Kyle Busch unable to catch Martin Truex Jr. for lead, falls short of second title


MORE: Truex wins title | Miami race results | Final standings
BUY NOW: VIP Tickets

HOMESTEAD, Fla. — Kyle Busch managed his best sheepish grin Sunday evening when asked to assess his season for the television cameras. His No. 18 Toyota had fallen just short in his pursuit of a second Monster Energy NASCAR Cup Series championship, finishing .681 seconds behind race and title winner Martin Truex Jr.

Taking solace in his season-long performance might come later. Minutes after exiting his Joe Gibbs Racing machine, not so much.

“I guess,” Busch shrugged.

Busch’s runner-up finish in Sunday’s Ford EcoBoost 400 was a heart-wrenching end to his third straight appearance among the Championship 4 in the NASCAR Playoffs. He placed third among the final four last year, one season after his lone premier series title in 2015.

Busch led 43 of the 267 laps, but was unable to close within a bumper’s reach of Truex in the 34-lap green-flag run that closed the season finale.
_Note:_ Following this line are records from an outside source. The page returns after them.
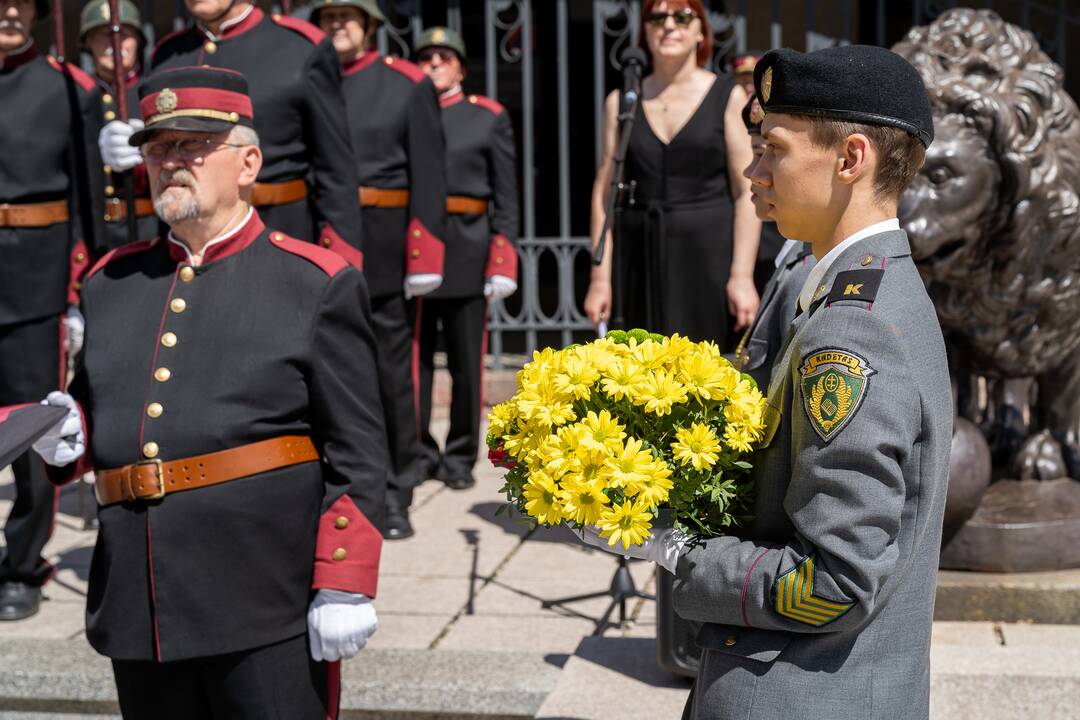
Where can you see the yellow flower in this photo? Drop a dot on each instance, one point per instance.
(628, 464)
(541, 494)
(697, 445)
(602, 431)
(652, 487)
(582, 501)
(660, 390)
(628, 522)
(577, 377)
(623, 378)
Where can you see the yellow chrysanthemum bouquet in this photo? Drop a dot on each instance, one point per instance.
(612, 432)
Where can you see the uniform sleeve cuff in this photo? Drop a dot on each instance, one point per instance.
(347, 551)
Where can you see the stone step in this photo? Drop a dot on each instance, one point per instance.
(67, 680)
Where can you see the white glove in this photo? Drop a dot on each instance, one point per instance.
(663, 546)
(339, 624)
(498, 287)
(65, 442)
(75, 328)
(421, 283)
(116, 151)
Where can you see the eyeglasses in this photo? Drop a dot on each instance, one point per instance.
(428, 54)
(185, 149)
(682, 17)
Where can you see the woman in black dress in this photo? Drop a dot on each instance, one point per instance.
(686, 233)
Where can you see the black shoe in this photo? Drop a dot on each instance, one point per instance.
(18, 600)
(397, 525)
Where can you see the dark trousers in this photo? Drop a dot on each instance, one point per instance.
(29, 369)
(275, 682)
(463, 322)
(394, 321)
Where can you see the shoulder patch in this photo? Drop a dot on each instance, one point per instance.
(855, 285)
(409, 70)
(122, 252)
(78, 75)
(493, 106)
(833, 383)
(313, 35)
(326, 260)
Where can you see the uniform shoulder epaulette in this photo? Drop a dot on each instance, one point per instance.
(861, 285)
(493, 106)
(122, 252)
(326, 260)
(79, 76)
(408, 69)
(313, 35)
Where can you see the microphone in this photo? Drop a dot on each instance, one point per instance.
(634, 60)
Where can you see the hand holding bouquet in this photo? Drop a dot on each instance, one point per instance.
(611, 432)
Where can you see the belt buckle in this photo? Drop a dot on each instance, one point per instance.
(161, 479)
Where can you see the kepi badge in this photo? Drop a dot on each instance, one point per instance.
(834, 385)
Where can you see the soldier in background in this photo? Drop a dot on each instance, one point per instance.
(394, 124)
(50, 221)
(481, 255)
(296, 87)
(95, 38)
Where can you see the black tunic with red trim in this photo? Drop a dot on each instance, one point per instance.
(295, 83)
(116, 231)
(397, 138)
(480, 163)
(49, 152)
(270, 336)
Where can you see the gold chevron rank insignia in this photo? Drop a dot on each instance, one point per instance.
(834, 384)
(796, 600)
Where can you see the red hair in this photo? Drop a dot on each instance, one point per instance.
(704, 48)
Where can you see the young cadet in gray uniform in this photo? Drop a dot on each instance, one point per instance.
(763, 340)
(822, 607)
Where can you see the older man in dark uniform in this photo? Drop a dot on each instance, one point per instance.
(481, 257)
(393, 117)
(230, 412)
(95, 38)
(50, 221)
(296, 90)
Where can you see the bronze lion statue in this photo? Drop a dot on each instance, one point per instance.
(994, 219)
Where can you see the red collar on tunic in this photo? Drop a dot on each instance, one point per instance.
(219, 249)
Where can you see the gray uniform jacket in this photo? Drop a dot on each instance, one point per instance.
(760, 345)
(823, 607)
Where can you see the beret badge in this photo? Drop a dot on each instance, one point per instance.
(166, 100)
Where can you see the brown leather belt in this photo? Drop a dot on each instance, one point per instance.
(382, 198)
(150, 479)
(463, 205)
(116, 208)
(279, 193)
(32, 215)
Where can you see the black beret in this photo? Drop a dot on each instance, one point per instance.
(859, 83)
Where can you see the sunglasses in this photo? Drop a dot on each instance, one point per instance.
(682, 17)
(428, 54)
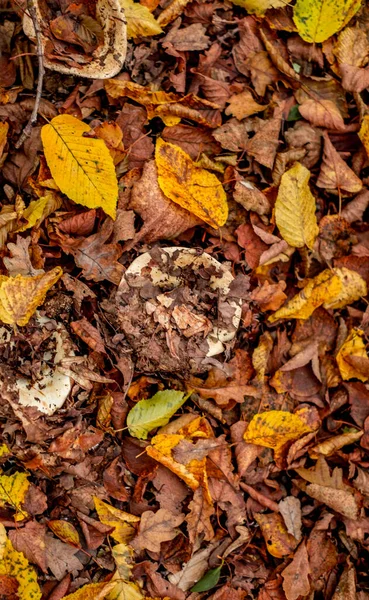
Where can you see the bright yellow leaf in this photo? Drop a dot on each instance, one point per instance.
(82, 167)
(39, 209)
(13, 490)
(121, 521)
(193, 188)
(352, 346)
(92, 591)
(278, 541)
(20, 296)
(274, 428)
(140, 21)
(334, 288)
(318, 20)
(65, 531)
(259, 7)
(14, 564)
(295, 208)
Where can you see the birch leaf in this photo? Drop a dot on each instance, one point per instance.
(140, 21)
(82, 167)
(295, 208)
(146, 415)
(318, 20)
(193, 188)
(20, 296)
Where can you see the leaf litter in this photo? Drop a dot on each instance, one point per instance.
(184, 410)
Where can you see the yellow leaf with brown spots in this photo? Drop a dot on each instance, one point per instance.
(278, 541)
(81, 167)
(13, 489)
(333, 288)
(352, 359)
(193, 188)
(20, 296)
(121, 522)
(274, 428)
(14, 564)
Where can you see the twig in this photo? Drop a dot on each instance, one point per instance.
(41, 72)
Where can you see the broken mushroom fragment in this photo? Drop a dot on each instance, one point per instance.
(177, 306)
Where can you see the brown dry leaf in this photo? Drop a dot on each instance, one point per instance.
(163, 219)
(20, 296)
(296, 576)
(89, 334)
(247, 194)
(97, 259)
(335, 172)
(278, 541)
(156, 528)
(223, 388)
(263, 146)
(243, 105)
(322, 113)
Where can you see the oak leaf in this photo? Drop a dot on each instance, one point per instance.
(334, 288)
(90, 180)
(335, 172)
(20, 296)
(193, 188)
(320, 19)
(295, 208)
(296, 576)
(156, 528)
But the race hinged on a late caution period — for his brother Kurt’s spin on Lap 228 — that foiled crew chief Adam Stevens’ alternate pit-stop strategy.
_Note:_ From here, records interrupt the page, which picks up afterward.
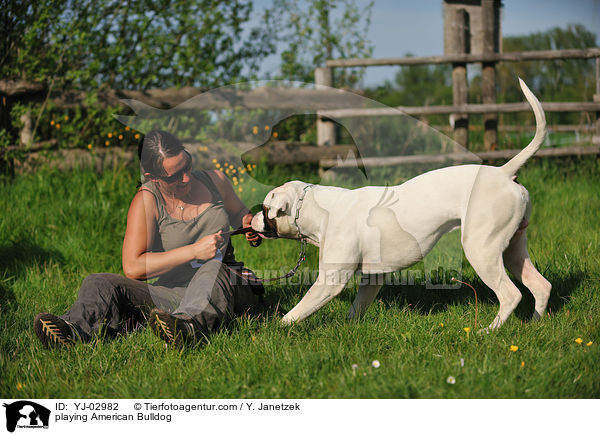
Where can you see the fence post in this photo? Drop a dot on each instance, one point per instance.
(325, 129)
(490, 17)
(457, 41)
(596, 136)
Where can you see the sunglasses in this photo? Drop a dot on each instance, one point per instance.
(178, 176)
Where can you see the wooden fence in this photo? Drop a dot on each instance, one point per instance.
(323, 77)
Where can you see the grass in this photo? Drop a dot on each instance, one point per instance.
(59, 227)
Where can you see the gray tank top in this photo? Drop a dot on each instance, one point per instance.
(173, 233)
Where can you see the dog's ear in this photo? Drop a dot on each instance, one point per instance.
(277, 202)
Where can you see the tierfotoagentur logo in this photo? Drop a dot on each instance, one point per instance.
(25, 414)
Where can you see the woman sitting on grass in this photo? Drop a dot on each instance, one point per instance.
(175, 227)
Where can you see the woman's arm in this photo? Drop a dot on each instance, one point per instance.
(138, 261)
(239, 215)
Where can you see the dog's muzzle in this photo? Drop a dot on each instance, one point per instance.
(269, 230)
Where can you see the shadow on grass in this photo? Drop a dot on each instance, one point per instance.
(15, 258)
(431, 301)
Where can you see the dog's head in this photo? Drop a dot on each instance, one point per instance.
(276, 218)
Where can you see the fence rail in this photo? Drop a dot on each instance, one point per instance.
(517, 56)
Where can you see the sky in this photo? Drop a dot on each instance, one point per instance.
(399, 27)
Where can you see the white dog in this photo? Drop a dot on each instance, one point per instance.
(383, 229)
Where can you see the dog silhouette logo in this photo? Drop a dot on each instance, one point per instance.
(26, 414)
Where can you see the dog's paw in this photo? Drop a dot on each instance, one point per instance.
(286, 320)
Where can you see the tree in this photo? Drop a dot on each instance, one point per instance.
(313, 31)
(131, 44)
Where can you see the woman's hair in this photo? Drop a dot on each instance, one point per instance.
(154, 147)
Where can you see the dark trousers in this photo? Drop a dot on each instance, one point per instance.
(119, 304)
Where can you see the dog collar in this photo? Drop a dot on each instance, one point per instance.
(298, 207)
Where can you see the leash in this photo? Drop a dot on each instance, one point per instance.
(249, 275)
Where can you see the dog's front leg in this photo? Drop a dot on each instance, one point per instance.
(328, 285)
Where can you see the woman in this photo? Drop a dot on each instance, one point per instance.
(175, 231)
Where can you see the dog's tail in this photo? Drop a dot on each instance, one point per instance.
(513, 165)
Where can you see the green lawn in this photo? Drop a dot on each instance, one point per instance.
(56, 228)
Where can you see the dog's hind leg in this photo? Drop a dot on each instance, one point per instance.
(487, 262)
(517, 261)
(367, 291)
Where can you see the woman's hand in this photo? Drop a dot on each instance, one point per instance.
(246, 223)
(207, 247)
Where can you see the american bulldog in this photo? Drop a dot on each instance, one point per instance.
(378, 230)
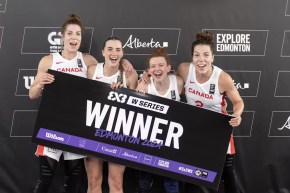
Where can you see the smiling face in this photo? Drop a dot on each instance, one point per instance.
(113, 53)
(202, 59)
(72, 38)
(158, 68)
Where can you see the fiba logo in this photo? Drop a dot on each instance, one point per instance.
(286, 124)
(28, 81)
(54, 38)
(241, 86)
(137, 43)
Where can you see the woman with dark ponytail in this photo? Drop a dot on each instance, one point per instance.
(110, 71)
(162, 84)
(69, 58)
(204, 77)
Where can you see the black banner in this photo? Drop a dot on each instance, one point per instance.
(145, 132)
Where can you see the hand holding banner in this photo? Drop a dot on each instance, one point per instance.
(146, 132)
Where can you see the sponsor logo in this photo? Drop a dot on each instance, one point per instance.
(54, 38)
(163, 163)
(3, 4)
(187, 170)
(23, 119)
(246, 82)
(52, 150)
(48, 40)
(232, 42)
(241, 86)
(114, 96)
(126, 154)
(146, 104)
(132, 123)
(24, 81)
(201, 173)
(142, 41)
(82, 143)
(53, 136)
(147, 159)
(69, 69)
(112, 151)
(201, 94)
(283, 79)
(280, 124)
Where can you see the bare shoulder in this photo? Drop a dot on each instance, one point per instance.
(89, 60)
(225, 82)
(45, 63)
(180, 83)
(91, 71)
(182, 70)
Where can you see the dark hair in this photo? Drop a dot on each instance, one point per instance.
(158, 52)
(203, 38)
(72, 19)
(120, 65)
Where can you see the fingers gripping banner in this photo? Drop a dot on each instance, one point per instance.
(141, 131)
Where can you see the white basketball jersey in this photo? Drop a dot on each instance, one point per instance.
(75, 66)
(205, 95)
(99, 76)
(171, 93)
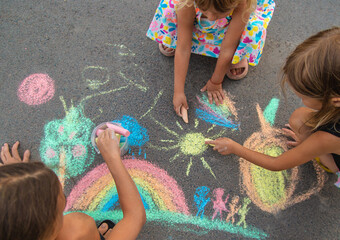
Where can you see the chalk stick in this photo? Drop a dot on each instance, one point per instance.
(118, 129)
(184, 113)
(207, 139)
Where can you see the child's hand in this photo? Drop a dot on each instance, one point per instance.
(8, 158)
(290, 133)
(108, 145)
(223, 145)
(215, 91)
(179, 100)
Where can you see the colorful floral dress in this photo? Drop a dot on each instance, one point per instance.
(208, 35)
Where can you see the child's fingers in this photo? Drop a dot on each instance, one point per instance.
(15, 152)
(216, 98)
(178, 110)
(26, 157)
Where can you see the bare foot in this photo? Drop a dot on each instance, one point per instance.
(104, 230)
(166, 50)
(239, 70)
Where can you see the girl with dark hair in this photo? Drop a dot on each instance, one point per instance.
(32, 200)
(313, 73)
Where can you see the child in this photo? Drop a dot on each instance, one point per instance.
(32, 201)
(229, 30)
(313, 72)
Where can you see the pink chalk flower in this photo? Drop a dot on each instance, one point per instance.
(50, 153)
(36, 89)
(78, 150)
(153, 26)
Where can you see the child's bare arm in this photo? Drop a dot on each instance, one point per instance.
(130, 201)
(317, 144)
(185, 23)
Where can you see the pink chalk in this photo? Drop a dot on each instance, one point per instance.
(117, 129)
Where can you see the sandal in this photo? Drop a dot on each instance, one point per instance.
(322, 166)
(169, 52)
(240, 64)
(110, 225)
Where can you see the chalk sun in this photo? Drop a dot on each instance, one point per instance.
(190, 146)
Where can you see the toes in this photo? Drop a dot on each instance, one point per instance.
(103, 228)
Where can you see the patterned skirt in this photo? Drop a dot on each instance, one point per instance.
(208, 35)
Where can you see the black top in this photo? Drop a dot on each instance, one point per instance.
(334, 130)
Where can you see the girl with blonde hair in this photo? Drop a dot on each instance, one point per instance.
(233, 31)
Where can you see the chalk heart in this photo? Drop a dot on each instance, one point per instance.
(273, 191)
(36, 89)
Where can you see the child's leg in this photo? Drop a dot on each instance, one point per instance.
(238, 71)
(297, 123)
(78, 226)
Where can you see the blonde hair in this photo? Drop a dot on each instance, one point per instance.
(219, 5)
(313, 70)
(28, 203)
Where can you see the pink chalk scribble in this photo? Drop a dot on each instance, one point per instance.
(36, 89)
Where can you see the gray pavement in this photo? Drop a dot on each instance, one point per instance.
(94, 56)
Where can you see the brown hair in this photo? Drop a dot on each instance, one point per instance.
(28, 201)
(313, 70)
(221, 6)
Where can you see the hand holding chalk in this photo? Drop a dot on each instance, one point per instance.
(184, 113)
(209, 142)
(117, 129)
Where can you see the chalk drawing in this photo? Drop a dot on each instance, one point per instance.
(95, 194)
(243, 212)
(138, 134)
(65, 147)
(273, 191)
(219, 204)
(36, 89)
(233, 209)
(221, 115)
(190, 146)
(124, 63)
(201, 200)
RELATED: See the scenes from Miami | Recap every 2017 race winner

When Truex and other title contenders Kevin Harvick and Brad Keselowski all pitted on Laps 198-199, Busch stayed on the track in an attempt to complete the race’s final stage with just one pit stop, which he made on Lap 215.

Had the race continued under green conditions the rest of the way, Stevens said “we were going to win by a large margin,” and that the other title hopefuls would have needed an extra stop. That solid strategy never got the chance to bear fruit after the yellow flag unfurled on Lap 229.
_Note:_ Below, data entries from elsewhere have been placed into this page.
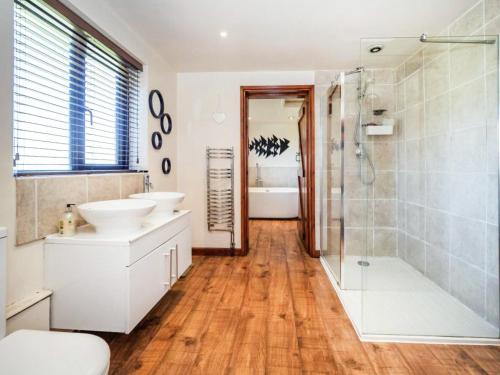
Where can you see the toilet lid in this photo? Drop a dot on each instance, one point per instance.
(27, 352)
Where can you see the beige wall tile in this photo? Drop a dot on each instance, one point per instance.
(385, 185)
(103, 187)
(355, 243)
(436, 77)
(414, 122)
(468, 284)
(438, 266)
(414, 89)
(415, 220)
(53, 193)
(437, 228)
(25, 211)
(384, 155)
(466, 63)
(415, 187)
(131, 184)
(437, 115)
(384, 242)
(468, 241)
(358, 213)
(384, 213)
(415, 253)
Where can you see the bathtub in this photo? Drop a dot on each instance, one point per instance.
(273, 202)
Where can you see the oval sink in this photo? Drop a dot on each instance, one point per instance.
(116, 216)
(166, 201)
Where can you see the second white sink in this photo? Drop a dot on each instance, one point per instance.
(166, 202)
(116, 216)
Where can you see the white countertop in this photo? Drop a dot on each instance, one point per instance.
(86, 234)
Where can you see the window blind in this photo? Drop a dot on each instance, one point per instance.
(75, 100)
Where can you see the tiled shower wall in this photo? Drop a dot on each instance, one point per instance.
(446, 102)
(40, 201)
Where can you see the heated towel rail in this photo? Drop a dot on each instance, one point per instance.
(220, 191)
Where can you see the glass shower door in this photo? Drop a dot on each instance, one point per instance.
(430, 118)
(331, 219)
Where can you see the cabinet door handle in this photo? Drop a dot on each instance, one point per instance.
(167, 283)
(171, 275)
(176, 262)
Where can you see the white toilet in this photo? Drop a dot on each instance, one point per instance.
(27, 352)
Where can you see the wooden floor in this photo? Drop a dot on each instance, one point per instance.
(271, 312)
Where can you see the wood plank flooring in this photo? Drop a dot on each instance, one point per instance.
(272, 312)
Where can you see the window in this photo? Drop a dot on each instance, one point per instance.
(75, 97)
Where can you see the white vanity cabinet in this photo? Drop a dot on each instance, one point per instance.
(109, 284)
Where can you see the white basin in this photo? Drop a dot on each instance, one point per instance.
(116, 216)
(166, 202)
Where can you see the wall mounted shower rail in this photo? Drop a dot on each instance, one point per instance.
(220, 191)
(467, 40)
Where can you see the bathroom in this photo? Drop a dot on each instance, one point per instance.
(247, 196)
(274, 158)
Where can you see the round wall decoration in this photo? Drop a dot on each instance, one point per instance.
(166, 166)
(166, 123)
(156, 103)
(156, 140)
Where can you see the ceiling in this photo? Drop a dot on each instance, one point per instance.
(278, 34)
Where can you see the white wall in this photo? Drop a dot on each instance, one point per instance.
(25, 263)
(196, 101)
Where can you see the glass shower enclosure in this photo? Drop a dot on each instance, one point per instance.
(409, 188)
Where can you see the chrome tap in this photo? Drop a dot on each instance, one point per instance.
(147, 183)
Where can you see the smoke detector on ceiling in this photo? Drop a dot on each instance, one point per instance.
(376, 48)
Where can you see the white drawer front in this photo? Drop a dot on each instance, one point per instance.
(149, 280)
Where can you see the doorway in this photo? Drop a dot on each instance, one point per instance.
(271, 145)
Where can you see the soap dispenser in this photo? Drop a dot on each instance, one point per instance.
(67, 225)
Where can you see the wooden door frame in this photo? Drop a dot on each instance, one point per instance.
(263, 92)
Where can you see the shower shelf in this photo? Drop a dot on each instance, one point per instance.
(380, 130)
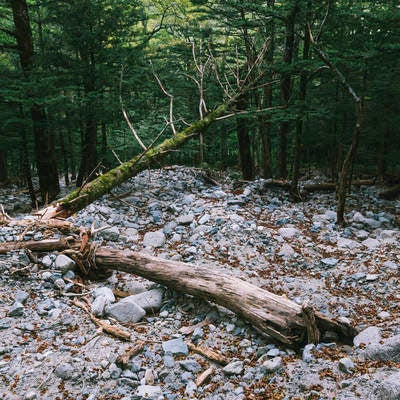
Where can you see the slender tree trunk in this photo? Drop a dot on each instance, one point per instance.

“That’s what happens when you lose in this format, but we gave it everything we had,” Busch said. “We gave it our all. So congratulations to the 78. They deserved it probably on every other race, but today, I thought we were better. Doesn’t matter, though. They were out front when it mattered most.

“Just unfortunate that that caution came out and kind of ruined our race strategy and we weren’t able to get back to where we needed to be, and then I had to fight too hard with some of those other guys trying to get back up through there. That’s racing.”

The prime offender among “those other guys,” he said, was Joey Logano, a driver outside the postseason field who lined up fourth for the final restart but inched ahead and kept Busch at bay for 10 laps. It took Busch another eight laps to dispatch Harvick for second place, but by then only 17 laps remained and his forward progress was hampered.

Logano chalked their contest up to “that’s just racing,” as he left his Team Penske No. 22 hauler for the night, but Busch hinted that more played into their battle for position.

“The 22 was just air-blocking,” Busch said of Logano’s late-race tactics to disturb his aerodynamics. “He was racing me really, really hard. He and I aren’t friends, so that’s what you’d expect from the guys in that situation. He’s just got to remember the back side of that what happens.”

Finding consolation in finishing second — both in the race and the season-long standings — wasn’t a popular emotion in the No. 18 camp post-race, even against the backdrop of a sterling surge to five wins in the second half of the season.

“The season as a whole is just immensely frustrating,” Stevens said. “We had great speed all year. We could’ve won another half-dozen races easy and we didn’t. I’d put this one in that category, too. We had the car to do it, the stops to do it and cautions didn’t fall our way.”